Um dos enfermeiros colocou os fones nas temporas de Eduard. O outro pareceu regular o mecanismo, torcendo alguns botoes, ora para a direita, ora para a esquerda. Embora nao podendo falar por causa da borracha na boca, Eduard mantinha seus olhos nos dela, e parecia dizer: «nao se preocupe, nao se assuste».

— Esta regulado para 130 volts em O.3 segundos — disse o enfermeiro que cuidava da maquina. — La vai.

Ele apertou um botao, e a maquina emitiu um zumbido. Neste mesmo momento, os olhos de Eduard ficaram vidrados, seu corpo retorceu-se na cama com tal furia que — se nao fosse pelas tiras de pano amarradas — teria partido a coluna.

— Parem com isso! gritou Veronika.

— Ja paramos — respondeu o enfermeiro, retirando os fones da cabeca de Eduard. Mesmo assim, o corpo continuava a contorcer-se, a cabeca balancando de um lado para o outro, com tal violencia que um dos homens resolveu agarra-la. O outro guardou a maquina numa sacola, e sentou-se para fumar um cigarro.

A cena durou alguns minutos. O corpo parecia voltar ao normal, e logo recomecavam os espasmos — enquanto um dos enfermeiros redobrava sua forca para manter firme a cabeca de Eduard. Aos poucos, as contracoes foram diminuindo, ate que cessaram por completo. Eduard mantinha os olhos abertos, e um dos homens fechou-o, como se faz com os mortos.

Depois tirou a borracha da boca do rapaz, desamarrou-o, e guardou as tiras de pano na sacola onde estava a maquina.

— O efeito do eletrochoque dura uma hora — disse para a moca, que ja nao gritava mais, e parecia hipnotizada pelo que estava vendo. — Esta tudo bem, ele logo voltara ao normal, e estara mais calmo.

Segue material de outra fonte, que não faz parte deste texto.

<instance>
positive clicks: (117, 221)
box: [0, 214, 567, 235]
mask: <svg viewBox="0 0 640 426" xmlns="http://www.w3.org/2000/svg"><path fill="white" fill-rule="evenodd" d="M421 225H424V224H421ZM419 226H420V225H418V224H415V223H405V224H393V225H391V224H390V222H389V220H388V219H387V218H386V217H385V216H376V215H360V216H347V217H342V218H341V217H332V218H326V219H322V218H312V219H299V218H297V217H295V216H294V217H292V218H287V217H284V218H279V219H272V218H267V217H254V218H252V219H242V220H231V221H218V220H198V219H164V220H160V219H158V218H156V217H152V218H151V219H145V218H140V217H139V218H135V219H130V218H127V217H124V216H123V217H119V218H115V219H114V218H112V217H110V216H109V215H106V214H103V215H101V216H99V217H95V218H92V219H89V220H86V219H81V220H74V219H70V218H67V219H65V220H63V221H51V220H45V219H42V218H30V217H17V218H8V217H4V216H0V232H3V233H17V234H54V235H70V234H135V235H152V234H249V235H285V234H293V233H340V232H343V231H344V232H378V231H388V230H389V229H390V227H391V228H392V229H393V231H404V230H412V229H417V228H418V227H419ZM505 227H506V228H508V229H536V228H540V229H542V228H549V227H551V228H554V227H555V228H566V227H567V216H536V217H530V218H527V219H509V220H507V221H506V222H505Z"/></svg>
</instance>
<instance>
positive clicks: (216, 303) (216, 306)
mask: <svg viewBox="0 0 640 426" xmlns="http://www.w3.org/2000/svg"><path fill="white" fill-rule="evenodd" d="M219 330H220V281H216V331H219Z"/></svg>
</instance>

Assim que a descarga eletrica atingiu-o, Eduard sentiu o que ja experimentara antes: a visao normal ia diminuindo, como se alguem fechasse uma cortina — ate que tudo desaparecia por completo. Nao havia qualquer dor ou sofrimento — mas ja assistira

a outros loucos sendo tratados por eletrochoque, e sabia o quanto horrivel parecia a cena.

Eduard agora estava em paz. Se, momentos antes, estava reconhecendo algum tipo de sentimento novo em seu coracao, se comecava a perceber que o amor nao era apenas aquilo que seus pais lhe davam, o eletrochoque — ou Terapia Eletro-Convulsiva (TEC) como preferiam chamar os especialistas -com certeza iria faze-lo voltar ao normal.

O principal efeito do TEC era o esquecimento das

memorias recentes. Eduard nao podia alimentar sonhos impossiveis. Nao podia ficar olhando para um futuro que nao existia; seus pensamentos deviam permanecer voltados para o passado, ou ia terminar querendo voltar novamente a vida.

Uma hora mais tarde, Zedka entrou na enfermaria quase deserta — exceto por um leito, onde um rapaz estava deitado. E por uma cadeira, onde uma moca estava sentada.

Quando chegou perto, viu que a moca havia vomitado de novo, e sua cabeca estava baixa, pendendo para a direita.

Zedka virou-se para chamar socorro, mas Veronika levantou a cabeca.

— Nao e nada — disse. — Tive outro ataque, mas ja passou.

Zedka pegou-a carinhosamente, e levou-a ate o banheiro.

— E um banheiro de homens — disse a moca.

— Nao ha ninguem aqui, nao se preocupe.

Retirou o sueter imundo, , lavou-o, e colocou-o em cima do radiador de calefacao. Depois, tirou sua propria blusa de la, e vestiu-a em Veronika.

— Fique com isso. Vim aqui para despedir-me.

A menina parecia distante, como se nada a interessasse mais. Zedka a conduziu de volta a cadeira onde ela estava sentada.